Sous l’impulsion de son frère aîné, Gelan, Alan Zagoshvili (son nom de naissance) rejoint très rapidement le club de sport de son école primaire, l’école 4 de la petite ville de Beslan. Son frère le motive pour qu’il le rejoigne à Vladikavkaz dans son équipe, l’Avtodor Yunost, une petite académie financée par l’Alania Vladikavkaz, le meilleur club de l’oblast. Les journées sont longues pour le jeune Alan, école toute la journée à Beslan suivi par un entraînement le soir à Vladikavkaz et de nombreux trajets en bus.

La vie d’Alan Dzagoev est à deux doigts de basculer le 1er septembre 2014, alors qu’il n’a que quatorze ans. Ce jour de septembre est un jour de grande commémoration et de fête en Russie, on y célèbre le « jour de la connaissance », une véritable fête populaire où les enfants des écoles se retrouvent avec leurs parents. Son père travaille ce jour-là et apprend à la télévision qu’une prise d’otage vient d’avoir lieu à Beslan, dans l’école numéro 4, celle d’Alan. Il décide de se rendre sur place immédiatement et apprend que la prise d’otage se situe finalement dans l’école numéro 1, à l’autre bout de la ville. Trente hommes et femmes retiennent plus de 1 300 personnes en otages et font pas moins de 334 victimes en trois jours de siège. La petite ville de Beslan est sous le choc, la famille Dzagoev l’est également. Plus jamais le père d’Alan ne le laissera prendre le bus, même lorsqu’il jouera au CSKA Moscou, c’est lui qui va tout faire pour assurer la sécurité de ses enfants dans une région plus que dangereuse.

Étalage de trophées pour le jeune ado | © stuki-druki.com

Le jeune Alan est également marqué par cet attentat, de nombreux compagnons de ballon ont disparu et dès qu’Alan revient en vacances dans la région, il passe par le mémorial rendant hommage aux victimes.
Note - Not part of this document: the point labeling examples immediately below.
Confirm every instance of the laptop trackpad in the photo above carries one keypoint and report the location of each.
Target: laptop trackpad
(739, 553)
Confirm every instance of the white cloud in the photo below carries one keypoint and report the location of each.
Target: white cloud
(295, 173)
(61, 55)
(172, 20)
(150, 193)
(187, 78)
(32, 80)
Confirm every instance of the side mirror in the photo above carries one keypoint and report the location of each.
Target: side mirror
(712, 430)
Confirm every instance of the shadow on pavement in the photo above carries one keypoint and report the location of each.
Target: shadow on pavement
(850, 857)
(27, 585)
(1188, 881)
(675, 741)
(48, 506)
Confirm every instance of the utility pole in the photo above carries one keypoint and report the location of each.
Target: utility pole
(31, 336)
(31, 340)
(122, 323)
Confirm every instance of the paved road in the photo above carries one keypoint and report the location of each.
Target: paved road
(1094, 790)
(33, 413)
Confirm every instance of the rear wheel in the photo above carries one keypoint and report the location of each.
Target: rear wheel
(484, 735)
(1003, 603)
Un terrible incident qui le rend encore plus fort. Mature malgré son jeune âge, doté d’une technique et d’une qualité de passe sans égale dans la région, le jeune ossète se fait repérer lors du tournoi « Ballon de cuir » par la prestigieuse académie de Konoplev, située à Togliatti. C’est la larme à l’œil que le jeune homme quitte le foyer familial, un foyer qu’il n’oubliera jamais puisqu’il y retourne chaque été pour y prendre du repos.

Le petit homme débarque à Togliatti, dans une ville et une région beaucoup plus sûre que celle qui l’a vu naître. Pas désemparé par ce changement d’environnement, il travaille dur sur le terrain et obtient son premier contrat professionnel seulement un an plus tard, avec le Lada Togliatti, le plus grand club de la ville. Il impressionne en PFL (troisième division) et, à seize ans, il obtient une place de titulaire indiscutable dans le onze de départ. Les performances de Dzagoev ne passent pas inaperçues, obtient sa première convocation internationale avec les U17 de la Sbornaya et, dès sa deuxième sélection, claque un doublé contre la Géorgie. Ironie du sort, il inscrit une nouvelle fois un doublé l’année suivante contre cette même Géorgie, la terre de ses parents et de ses ancêtres.

Direction Moscou

Mais qui est donc ce jeune Ossète qui surpasse les défenses de PFL ? De nombreux clubs de l’élite s’intéressent au jeune prodige, dont le CSKA Moscou, un club très apprécié par le jeune Alan qui n’hésite donc pas un seul instant quand on lui propose de rejoindre l’équipe de l’armée dans la capitale.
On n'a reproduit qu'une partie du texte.